Can use stiffening agent in order to improve higher film-forming properties.Can use known method and known stiffening agent as curing condition and stiffening agent, not have particular restriction.For example: photochemical reaction, ionic reaction etc.Stiffening agent can be enumerated: aromatic ketone, methyl phenyl ketone, benzophenone, Octabenzone, platinum, ammonium peroxydisulfate, Sodium persulfate, peroxydisulfate such as Potassium Persulfate, iron(ic) chloride, ferric sulfate, cupric chloride, transistion metal compounds such as tosic acid iron, silver suboxide, metal oxides such as Cs2O, hydrogen peroxide, superoxide such as ozone, organo-peroxides such as peroxidation benzene first phthalein, oxygen etc.

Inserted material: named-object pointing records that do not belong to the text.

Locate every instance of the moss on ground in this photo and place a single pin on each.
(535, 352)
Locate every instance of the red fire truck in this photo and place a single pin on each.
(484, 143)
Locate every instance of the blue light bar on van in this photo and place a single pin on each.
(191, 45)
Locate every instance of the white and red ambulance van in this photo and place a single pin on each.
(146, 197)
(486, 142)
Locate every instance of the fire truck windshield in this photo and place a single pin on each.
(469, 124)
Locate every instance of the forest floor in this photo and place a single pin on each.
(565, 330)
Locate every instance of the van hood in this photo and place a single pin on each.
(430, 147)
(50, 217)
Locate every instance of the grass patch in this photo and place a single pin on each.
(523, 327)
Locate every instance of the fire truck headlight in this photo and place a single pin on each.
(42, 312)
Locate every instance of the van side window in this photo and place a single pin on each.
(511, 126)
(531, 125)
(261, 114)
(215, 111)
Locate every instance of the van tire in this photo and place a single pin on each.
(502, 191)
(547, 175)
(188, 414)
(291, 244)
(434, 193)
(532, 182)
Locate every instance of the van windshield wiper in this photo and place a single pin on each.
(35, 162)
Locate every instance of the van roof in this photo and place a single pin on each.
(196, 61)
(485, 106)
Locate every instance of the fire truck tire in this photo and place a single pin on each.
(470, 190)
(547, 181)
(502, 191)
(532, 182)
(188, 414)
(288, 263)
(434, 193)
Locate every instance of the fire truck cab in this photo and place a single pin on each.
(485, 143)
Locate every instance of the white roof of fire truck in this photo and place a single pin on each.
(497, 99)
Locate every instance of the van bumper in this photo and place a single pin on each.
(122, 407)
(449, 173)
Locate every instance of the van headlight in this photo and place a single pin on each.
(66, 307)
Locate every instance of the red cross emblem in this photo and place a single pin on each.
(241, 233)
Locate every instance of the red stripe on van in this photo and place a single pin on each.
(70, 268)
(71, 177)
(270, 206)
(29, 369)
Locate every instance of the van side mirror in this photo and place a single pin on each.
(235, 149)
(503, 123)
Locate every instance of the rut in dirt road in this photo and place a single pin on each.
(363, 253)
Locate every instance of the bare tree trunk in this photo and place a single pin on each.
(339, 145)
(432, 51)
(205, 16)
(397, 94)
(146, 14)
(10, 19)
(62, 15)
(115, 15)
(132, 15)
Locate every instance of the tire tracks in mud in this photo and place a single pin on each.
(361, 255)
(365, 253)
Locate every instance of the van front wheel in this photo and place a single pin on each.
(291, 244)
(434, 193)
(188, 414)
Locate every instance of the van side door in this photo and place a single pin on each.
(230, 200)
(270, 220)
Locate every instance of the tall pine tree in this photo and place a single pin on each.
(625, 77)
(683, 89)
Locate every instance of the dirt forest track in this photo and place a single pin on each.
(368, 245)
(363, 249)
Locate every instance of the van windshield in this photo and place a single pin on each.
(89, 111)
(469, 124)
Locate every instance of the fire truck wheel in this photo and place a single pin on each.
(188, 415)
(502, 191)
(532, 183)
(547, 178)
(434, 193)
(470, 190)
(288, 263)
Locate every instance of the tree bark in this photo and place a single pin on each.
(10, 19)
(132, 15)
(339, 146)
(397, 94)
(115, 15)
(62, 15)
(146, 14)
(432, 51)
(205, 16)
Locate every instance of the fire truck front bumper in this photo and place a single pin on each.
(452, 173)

In this electrically conductive composition, electroconductibility is adjusted mass ratio (the electroconductibility adjustment wedding agent: the complex body of electric conductive polymer-compd B) preferred 1: 99-99: 1 of the complex body of wedding agent and electric conductive polymer-compd B, more preferably 20: 80-95: 5, most preferably 30: 70-80: 20.As long as in this scope, then electroconductibility and solvent solubility are all high, but when electroconductibility adjustment wedding agent is lower than this scope, then can not obtain the tendency of sufficient electroconductibility and film-forming properties sometimes.When being higher than this scope, then can not obtain sufficient electroconductibility sometimes.
(resinous principle)
Electrically conductive composition of the present invention also can contain other compositions as required.
For example to adjust film-forming properties, film toughness etc. are purpose, can use other organic resins and other additives simultaneously.As organic resin, as long as electrically conductive composition is held concurrently molten or blending dispersion can be used any thermosetting resin, thermoplastic resin, photo-curable resin relatively.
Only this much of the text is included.